Frequently, our EMR applications need to perform cross-account read/write, i.e., the cluster is created under one AWS billing account, but the data lives under another (let's call it "guest account"). Because security concerns, we cannot grant blank S3 access to the guest account. Instead, we should rely on assume-role function of AWS STS to provide ephemeral authentication for read/write transactions. The basic logic for calling STS service is not difficult, but there are some pitfalls when you want to integrate the assume-role authentication with EMRFS.

Custom credential provider

For hadoop/Spark, the authentication process is handled within the file system itself, so the application code can write to a S3 file without worrying about the underlying nitty-gritty details.
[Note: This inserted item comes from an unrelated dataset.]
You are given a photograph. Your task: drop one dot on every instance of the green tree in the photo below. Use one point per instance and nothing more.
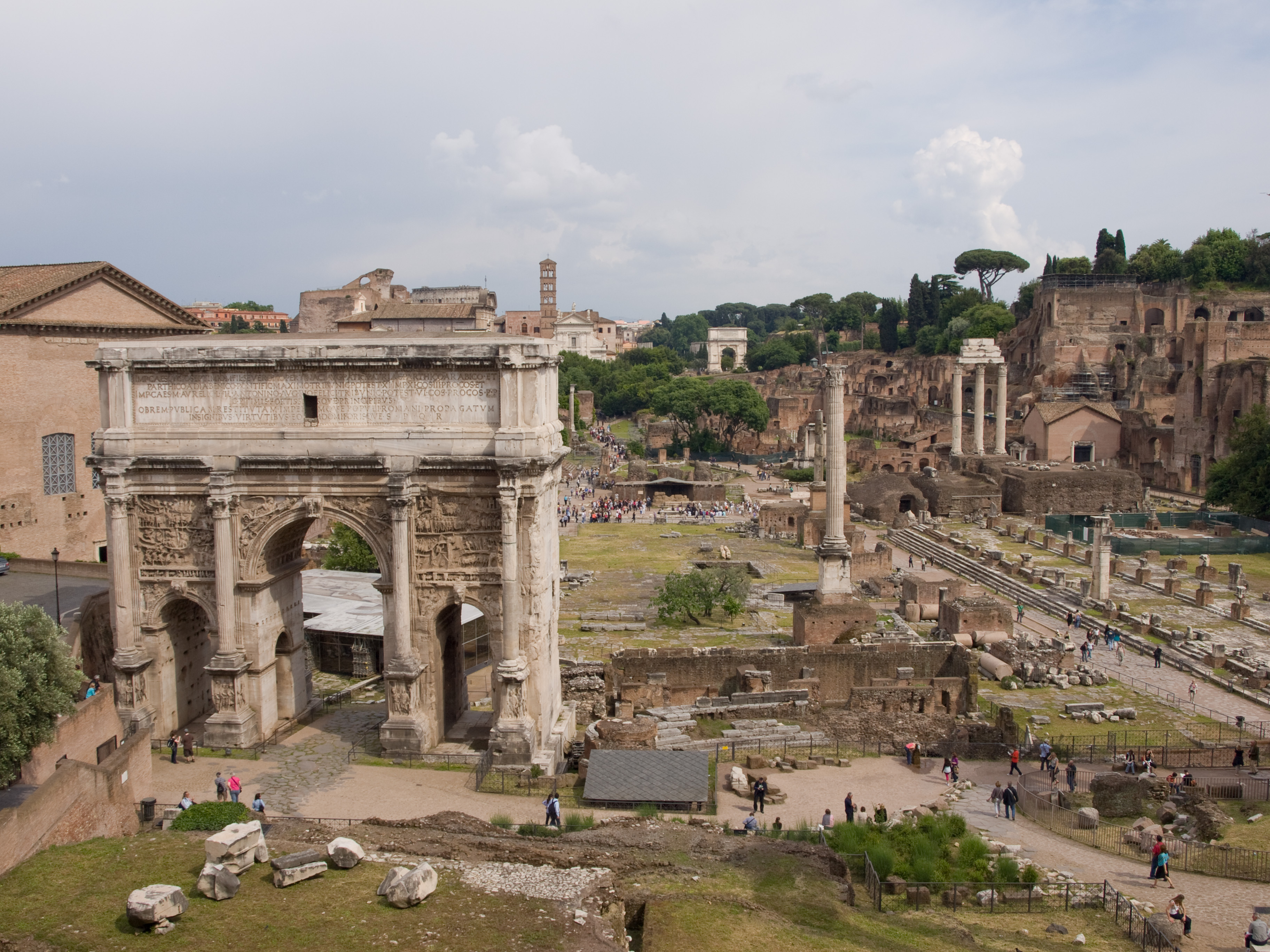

EMRFS is an implementation of S3 file system, and it provides an extension point so you can plug in your custom credential provider Now, you can enable cross account read/write access from Hadoop/Spark by the following steps:

  1. Create a role in your client account that has read/write permission
  2. Make sure your EMR cluster can assume this role
  3. Write a custom credential provider that assumes the role through STS REST API
  4. Copy credential provider jar to the CLASSPATH of your EMR application (e.g. /usr/shared/aws/emrfs/auxlib)
  5. Update emrfs-site as described here

Limitation

There is a serious limitation to the custom credential provider due to its way of caching the credential provider. Specifically, S3 will try a chain of credential providers (at least it will try custom credential provider and default aws credential provider), and cache the last working credential provider for the following S3 access until the credentials expire. This means, you can not use two different credential providers within the same EMR application. Say, if you want to use one credential for s3://one_bucket/data and the other for s3://another_bucket/.., there simply is no way to do that, because hadoop S3 file system will always use the same credential that succeeded before.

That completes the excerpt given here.